Court Settlement Opens School Doors for Pa. Disabled Children
You can find a copy of the settlement agreement here.
An agreement approved yesterday in U.S. District Court in Philadelphia will make it easier for Pennsylvania families with disabled children to mainstream their kids.
The settlement gives more power to the parents of disabled children and forces state officials to make sure school districts comply with the federal Individuals with Disabilities Education Act (IDEA).
"We've worked with parents whose children were systematically excluded from the regular education environment just because of their disabilities," said Barbara Ransom, a lawyer for the Public Interest Law Center of Philadelphia, which represented the plaintiffs in the 11-year-old class action case.
"Discrimination is bad no matter who does it or who is affected.

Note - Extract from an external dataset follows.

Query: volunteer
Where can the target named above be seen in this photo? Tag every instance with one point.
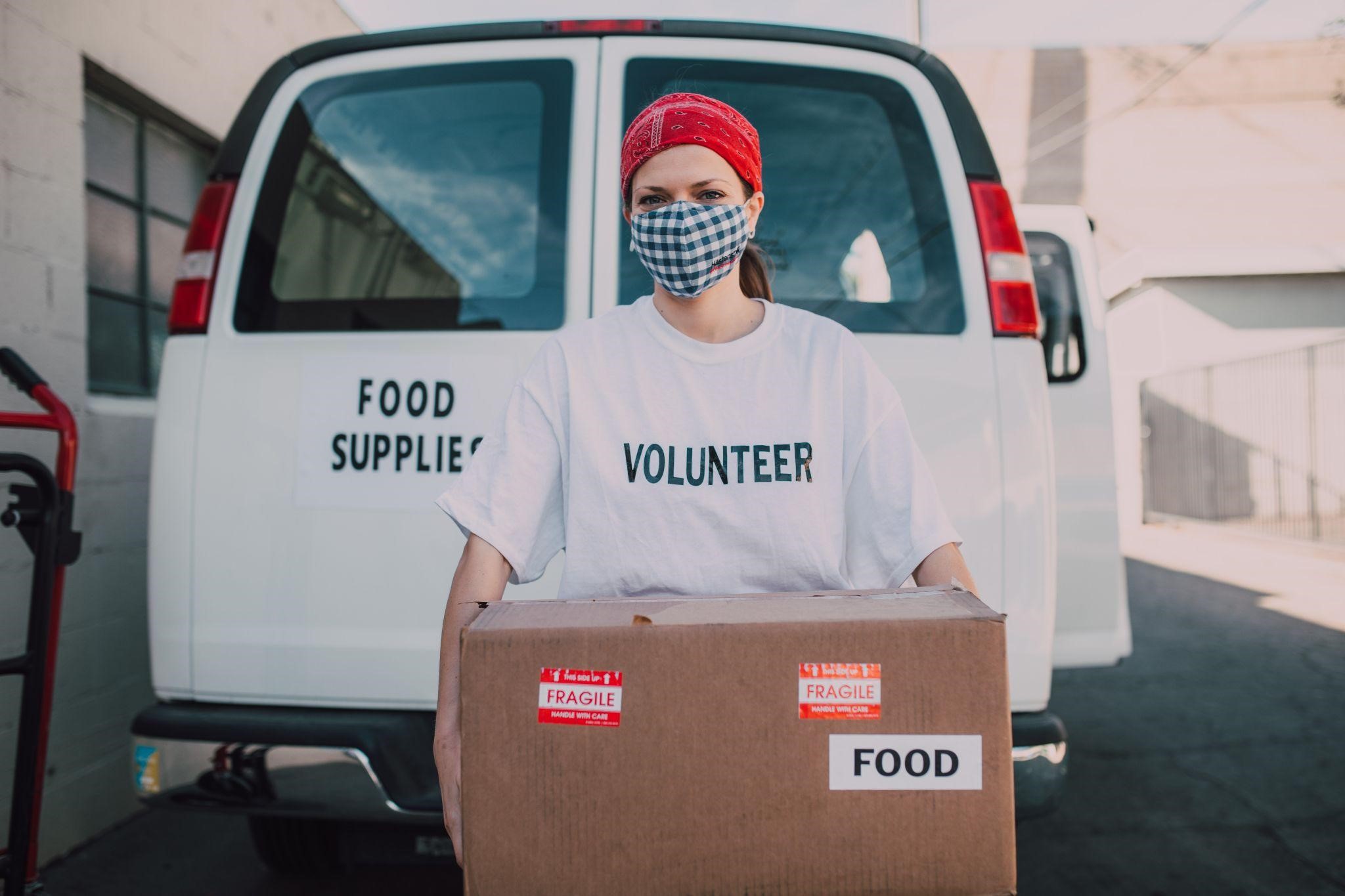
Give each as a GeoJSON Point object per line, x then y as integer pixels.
{"type": "Point", "coordinates": [703, 440]}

These children have been excluded because of the prejudices associated with being different."
The Public Interest Law Center represented a class of 280,000 special education students in a lawsuit with 12 named plaintiffs and 11 disabilities advocacy organizations. The plaintiffs claimed that the state's school-age students with physical, behavioral and development disabilities are not given enough time in regular classrooms and don't get appropriate instruction, with adjustments for their disabilities, to help them learn.

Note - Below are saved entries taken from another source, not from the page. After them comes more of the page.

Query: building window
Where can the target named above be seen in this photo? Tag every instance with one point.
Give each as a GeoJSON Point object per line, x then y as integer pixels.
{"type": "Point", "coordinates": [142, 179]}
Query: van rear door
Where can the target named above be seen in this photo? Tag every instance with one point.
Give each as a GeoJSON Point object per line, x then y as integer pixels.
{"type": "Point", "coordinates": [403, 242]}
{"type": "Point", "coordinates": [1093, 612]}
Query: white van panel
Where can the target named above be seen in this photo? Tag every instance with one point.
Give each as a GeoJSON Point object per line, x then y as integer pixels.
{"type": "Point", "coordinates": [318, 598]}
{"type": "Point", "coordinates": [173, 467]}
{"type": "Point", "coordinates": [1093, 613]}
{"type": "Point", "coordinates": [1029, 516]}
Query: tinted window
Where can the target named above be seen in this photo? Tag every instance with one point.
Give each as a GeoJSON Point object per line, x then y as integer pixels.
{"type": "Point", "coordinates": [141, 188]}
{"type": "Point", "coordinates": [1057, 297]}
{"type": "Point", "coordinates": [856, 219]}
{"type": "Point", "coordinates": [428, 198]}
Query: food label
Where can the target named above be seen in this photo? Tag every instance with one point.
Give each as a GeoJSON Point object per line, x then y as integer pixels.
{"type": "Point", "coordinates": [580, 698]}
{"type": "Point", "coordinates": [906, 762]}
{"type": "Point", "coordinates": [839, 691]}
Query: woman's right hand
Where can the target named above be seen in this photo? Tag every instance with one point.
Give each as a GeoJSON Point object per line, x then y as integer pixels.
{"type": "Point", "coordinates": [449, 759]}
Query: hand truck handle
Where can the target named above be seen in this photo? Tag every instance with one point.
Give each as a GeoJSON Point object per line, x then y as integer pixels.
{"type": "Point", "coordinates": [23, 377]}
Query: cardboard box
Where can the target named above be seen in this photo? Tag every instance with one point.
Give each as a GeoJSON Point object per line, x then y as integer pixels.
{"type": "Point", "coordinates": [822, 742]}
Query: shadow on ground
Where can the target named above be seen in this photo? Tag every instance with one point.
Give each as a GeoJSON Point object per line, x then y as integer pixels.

The settlement requires the state to set up a five-year monitoring system, along with a parent-dominated advisory board.
School districts will get be graded on how well they include disabled children in regular classrooms. Those with the worst records of including disabled students will be put on a monitoring list. The state will help failing districts improve and impose penalties on those who don't.
The most severe penalties include losing state funds and disciplinary action against school administrators.